Il corriero è diviso in due parti: nella prima è illustrata una vivace disputa tra medici tradizionali e moderni dinanzi alla maestà imparziale di Apollo. La divinità, dopo avere ascoltato l'intervento di Galeno e di altri, dopo avere udito le tante citazioni tratte dai testi di Aristotele, Cartesio, Gassendi, così come pure da quelli di Claudiano, Varrone, Dante e Francesco Patrizi, tutti alla fine bandisce dalla sua repubblica. Nella seconda è il L. stesso a entrare nell'agone per riscattare la dignità della medicina migliore, quella che sapeva cogliere gli aspetti essenziali delle pratiche antiche, ma che voleva pure aggiornarsi, senza temere da un canto i salassi, dall'altro i prodotti più inusuali della chimica. Notevoli sono, in conclusione, l'invito a ogni medico a non essere "precipitoso nelle cose dubie" (p. 193) e il richiamo a un'etica professionale come autentica carità verso i pazienti.

La morte colse il L. probabilmente nel 1679 a Napoli.

Di una serie di lavori a cui il L. avrebbe posto mano, non resta traccia: un terzo volume di liriche, un libro di lettere Apologetiche - sul modello della seconda parte de Il corriero -, opere intitolate Philosophia Pirronea, Aristotelismus triumphatus oltre ad alcune pagine che ripercorrevano la biografia e le idee campanelliane.

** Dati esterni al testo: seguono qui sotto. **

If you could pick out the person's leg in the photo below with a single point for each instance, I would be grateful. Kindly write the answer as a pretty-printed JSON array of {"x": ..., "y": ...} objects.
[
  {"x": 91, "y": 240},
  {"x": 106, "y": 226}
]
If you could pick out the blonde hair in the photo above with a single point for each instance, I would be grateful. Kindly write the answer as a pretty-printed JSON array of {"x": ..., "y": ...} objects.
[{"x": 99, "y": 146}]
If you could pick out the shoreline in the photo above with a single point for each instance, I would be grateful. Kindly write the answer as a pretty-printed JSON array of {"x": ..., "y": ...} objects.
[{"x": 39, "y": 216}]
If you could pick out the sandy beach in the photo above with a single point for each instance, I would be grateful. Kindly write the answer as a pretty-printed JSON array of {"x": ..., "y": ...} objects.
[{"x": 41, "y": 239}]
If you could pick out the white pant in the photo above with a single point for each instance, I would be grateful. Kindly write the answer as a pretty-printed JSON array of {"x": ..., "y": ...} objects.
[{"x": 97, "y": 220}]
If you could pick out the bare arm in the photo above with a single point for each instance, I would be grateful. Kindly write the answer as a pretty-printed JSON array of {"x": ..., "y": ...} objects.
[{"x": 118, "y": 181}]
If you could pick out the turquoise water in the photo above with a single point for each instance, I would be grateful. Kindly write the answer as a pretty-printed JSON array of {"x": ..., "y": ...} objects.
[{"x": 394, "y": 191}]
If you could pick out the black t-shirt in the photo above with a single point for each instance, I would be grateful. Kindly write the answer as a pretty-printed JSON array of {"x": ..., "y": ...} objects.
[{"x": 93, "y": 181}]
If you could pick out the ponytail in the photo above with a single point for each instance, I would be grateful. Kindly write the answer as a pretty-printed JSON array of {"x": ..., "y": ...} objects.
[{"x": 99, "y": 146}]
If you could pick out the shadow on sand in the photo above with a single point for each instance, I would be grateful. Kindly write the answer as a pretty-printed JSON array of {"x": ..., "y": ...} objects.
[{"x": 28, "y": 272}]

Fonti e Bibl.: G. Battista, Lettere, Venezia 1678, pp. 279 s.; Id., Opere, a cura di G. Rizzo, Galatina 1991, pp. 12, 30 s.; Memorie della nobilissima famiglia Ravaschiera discendente dagl'antichissimi conti di Lavagna, Pavia 1640; N. Toppi, Biblioteca napoletana, et apparato agli uomini illustri in lettere di Napoli e del Regno, Napoli 1678, p. 109; A. Oldoino, Athenaeum Ligusticum, Perusiae 1680, pp. 551 s.; A. Pagano, Un poeta lirico del Seicento, Napoli 1907; Id., Uno dei tanti lirici del Seicento, in Id., Saggi e profili di storia letteraria, Nicotera 1932, pp. 63-111; Marino e i marinisti, a cura di G. Getto, Torino 1962, pp. 461 s.; G. Galasso, Napoli nel Viceregno spagnolo dal 1648 al 1696, in Storia di Napoli, VI, Tra Austria e Spagna, 1, Napoli 1970, pp. 129 s.; C. Jannaco - M. Capucci, Il Seicento, Padova 1986, p. 357; Tre catastrofi. Eruzioni, rivolta e peste nella poesia del Seicento napoletano, a cura di G. Alfano - M. Barbato - A. Mazzucchi, Napoli 2000, pp. 26, 68, 158 s.